You can also use local storage/servers/services on your own network? At least that's what I do when I want speed and privacy without impacting my data cap; of course, I don't get universal syncing of data, backup to cloud, etc, by doing this, but hey, there are trade-offs to everything.
 
You can also use local storage/servers/services on your own network? At least that's what I do when I want speed and privacy without impacting my data cap; of course, I don't get universal syncing of data, backup to cloud, etc, by doing this, but hey, there are trade-offs to everything.

Yup, I do similar. Especially since both Readdle Documents, and Panic's Transmit can pull down files over SFTP, and both offer document extensions to let other apps reach in and grab files. Transmit is especially useful for me since you can pull files over SFTP using the document extension. They just need to fix their action extension which broke with 9.0 (and is still broken in 9.1).
 
I understand your perspective. I just honestly don't know what people are doing with their phones where they bump into memory constraints like this. My 6 Plus will stutter very occasionally ... like when I have more than so many Safari tabs open (right now I have 17 open). Beyond that, it runs smooth.

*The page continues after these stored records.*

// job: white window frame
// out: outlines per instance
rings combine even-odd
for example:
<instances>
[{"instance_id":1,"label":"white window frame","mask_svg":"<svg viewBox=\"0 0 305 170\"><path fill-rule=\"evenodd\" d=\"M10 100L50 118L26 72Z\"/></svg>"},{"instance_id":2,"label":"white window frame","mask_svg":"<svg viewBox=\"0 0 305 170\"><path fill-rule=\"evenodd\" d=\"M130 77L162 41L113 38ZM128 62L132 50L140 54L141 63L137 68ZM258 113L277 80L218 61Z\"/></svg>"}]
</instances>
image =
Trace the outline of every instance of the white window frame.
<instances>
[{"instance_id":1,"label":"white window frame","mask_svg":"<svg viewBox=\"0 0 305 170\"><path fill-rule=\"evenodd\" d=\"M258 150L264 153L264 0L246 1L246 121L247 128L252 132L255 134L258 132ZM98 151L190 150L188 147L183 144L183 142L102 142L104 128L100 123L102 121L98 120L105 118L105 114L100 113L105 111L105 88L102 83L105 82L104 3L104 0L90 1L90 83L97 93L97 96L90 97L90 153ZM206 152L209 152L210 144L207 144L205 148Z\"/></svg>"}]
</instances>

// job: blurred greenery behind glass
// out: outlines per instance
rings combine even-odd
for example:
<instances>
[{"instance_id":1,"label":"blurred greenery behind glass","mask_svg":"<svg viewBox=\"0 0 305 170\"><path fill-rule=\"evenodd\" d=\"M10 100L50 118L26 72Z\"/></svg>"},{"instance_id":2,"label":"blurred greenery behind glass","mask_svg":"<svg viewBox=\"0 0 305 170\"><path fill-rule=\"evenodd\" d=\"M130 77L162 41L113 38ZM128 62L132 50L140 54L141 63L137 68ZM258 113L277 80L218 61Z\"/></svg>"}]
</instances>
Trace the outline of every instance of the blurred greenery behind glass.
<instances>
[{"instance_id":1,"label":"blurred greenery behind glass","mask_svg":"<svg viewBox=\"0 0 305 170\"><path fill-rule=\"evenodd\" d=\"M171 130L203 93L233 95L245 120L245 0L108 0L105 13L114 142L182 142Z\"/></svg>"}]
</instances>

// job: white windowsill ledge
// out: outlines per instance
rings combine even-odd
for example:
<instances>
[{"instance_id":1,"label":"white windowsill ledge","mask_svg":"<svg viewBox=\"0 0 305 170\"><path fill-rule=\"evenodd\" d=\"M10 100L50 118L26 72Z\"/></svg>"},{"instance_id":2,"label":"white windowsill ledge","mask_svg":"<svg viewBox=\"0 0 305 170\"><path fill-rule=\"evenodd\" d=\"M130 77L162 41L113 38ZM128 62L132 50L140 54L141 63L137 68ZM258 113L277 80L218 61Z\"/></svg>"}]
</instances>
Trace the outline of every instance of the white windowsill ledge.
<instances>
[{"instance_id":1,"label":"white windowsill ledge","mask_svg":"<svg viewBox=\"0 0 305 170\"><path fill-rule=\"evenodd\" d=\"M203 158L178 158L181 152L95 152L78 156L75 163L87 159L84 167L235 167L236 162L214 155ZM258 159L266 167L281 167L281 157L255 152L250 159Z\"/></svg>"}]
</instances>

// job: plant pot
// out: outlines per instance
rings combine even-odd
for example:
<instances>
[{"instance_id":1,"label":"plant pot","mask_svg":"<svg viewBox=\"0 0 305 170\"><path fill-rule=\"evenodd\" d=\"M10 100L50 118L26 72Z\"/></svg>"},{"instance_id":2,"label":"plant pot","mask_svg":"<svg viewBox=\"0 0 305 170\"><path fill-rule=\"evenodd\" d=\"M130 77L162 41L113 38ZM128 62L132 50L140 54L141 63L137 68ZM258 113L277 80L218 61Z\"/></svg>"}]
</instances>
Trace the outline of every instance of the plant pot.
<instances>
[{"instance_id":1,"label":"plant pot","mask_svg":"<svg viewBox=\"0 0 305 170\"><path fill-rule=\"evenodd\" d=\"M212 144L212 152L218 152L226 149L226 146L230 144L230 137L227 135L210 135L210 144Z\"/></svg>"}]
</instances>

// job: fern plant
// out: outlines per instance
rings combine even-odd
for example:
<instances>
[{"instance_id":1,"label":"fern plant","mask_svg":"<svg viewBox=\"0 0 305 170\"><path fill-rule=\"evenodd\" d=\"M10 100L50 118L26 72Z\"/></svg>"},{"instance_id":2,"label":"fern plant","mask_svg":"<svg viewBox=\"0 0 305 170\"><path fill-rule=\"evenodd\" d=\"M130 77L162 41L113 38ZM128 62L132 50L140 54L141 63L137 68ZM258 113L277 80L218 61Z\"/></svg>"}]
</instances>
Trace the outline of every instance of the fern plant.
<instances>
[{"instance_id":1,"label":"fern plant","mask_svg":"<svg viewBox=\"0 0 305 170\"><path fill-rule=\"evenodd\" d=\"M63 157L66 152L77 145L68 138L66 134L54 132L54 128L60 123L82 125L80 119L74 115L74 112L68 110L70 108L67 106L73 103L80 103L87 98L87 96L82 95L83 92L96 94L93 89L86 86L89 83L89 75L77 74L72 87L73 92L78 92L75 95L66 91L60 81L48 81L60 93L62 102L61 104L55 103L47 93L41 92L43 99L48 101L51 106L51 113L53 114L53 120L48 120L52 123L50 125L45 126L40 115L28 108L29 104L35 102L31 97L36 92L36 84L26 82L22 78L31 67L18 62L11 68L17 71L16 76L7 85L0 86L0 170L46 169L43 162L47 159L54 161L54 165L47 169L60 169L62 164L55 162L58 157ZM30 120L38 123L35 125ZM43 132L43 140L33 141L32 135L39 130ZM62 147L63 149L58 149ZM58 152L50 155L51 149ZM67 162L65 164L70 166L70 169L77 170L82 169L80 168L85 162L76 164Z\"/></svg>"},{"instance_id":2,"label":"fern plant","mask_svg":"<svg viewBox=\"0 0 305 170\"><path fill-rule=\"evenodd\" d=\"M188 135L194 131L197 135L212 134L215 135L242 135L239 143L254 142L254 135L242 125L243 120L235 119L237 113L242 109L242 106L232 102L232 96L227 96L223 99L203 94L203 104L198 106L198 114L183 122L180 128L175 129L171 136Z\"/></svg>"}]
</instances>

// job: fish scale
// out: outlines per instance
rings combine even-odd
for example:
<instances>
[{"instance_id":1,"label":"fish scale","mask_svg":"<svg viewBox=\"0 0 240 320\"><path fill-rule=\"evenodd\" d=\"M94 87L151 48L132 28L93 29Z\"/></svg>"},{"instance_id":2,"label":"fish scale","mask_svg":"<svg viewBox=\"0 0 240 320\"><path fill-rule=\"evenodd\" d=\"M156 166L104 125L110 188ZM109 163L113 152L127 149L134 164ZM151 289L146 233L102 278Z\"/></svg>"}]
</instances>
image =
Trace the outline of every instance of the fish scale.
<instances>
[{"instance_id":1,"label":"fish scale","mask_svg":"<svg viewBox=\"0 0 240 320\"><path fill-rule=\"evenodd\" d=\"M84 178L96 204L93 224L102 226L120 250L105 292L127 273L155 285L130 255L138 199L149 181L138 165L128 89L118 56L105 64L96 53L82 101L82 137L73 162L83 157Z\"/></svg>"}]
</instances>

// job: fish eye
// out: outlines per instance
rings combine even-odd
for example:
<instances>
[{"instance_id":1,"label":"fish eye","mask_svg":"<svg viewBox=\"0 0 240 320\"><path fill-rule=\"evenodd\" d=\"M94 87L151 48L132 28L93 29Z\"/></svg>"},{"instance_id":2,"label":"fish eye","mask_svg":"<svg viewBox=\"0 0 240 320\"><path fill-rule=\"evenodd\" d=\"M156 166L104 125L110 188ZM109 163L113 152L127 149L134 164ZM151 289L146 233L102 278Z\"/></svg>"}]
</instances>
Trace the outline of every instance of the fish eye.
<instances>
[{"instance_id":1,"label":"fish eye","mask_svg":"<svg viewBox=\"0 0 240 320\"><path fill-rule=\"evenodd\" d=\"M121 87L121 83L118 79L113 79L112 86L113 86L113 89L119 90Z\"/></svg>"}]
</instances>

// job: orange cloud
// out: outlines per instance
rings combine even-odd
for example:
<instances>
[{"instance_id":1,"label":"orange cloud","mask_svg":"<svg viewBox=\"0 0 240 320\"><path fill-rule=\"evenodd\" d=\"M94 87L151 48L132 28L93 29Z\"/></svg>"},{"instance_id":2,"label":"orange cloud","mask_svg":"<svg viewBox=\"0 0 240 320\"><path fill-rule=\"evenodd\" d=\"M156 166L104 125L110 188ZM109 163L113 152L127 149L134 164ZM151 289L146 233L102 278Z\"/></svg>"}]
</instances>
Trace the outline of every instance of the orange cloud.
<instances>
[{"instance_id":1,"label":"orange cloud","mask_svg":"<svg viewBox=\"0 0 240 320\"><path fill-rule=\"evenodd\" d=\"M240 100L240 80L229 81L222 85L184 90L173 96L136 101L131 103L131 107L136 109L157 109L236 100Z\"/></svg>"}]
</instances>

Yes, page reloads happen which I don't mind: the majority of the time when I'm opening a tab, it's because I want to see if new stuff has popped up. I understand the frustration about losing form data during a reload. I'm so used to browsing defensively so this doesn't bite me.

That said, the attitude many people take where Apple 'screws' them by not putting in more RAM is hyperbole. Up until now, the iPhone has proven to be one of the single most popular phones on the planet and it performs better than most of its competitors. Sure, a bit more memory will help under certain conditions, but more RAM also takes more battery to keep lit up, so that's a consideration Apple has to make: is the extra battery burn worth the benefits more RAM will confer. It seems now the time is right. The suggestions I've been hearing that Apple hasn't been putting in an extra gig of RAM out of greed is silly.

For me, the only sign of greed is the 16GB base model (since 3GS). But they did take away the 32 and bring the 64 to the same price, which in their eyes makes up for it I guess.

The only reason I care about 1GB of RAM is because I feel like this is the first phone where it's lessened my experience. I've owned every iPhone since the release, and this is the first time where I felt like there wasn't enough memory in it. It's very reminiscent of the first iPad release.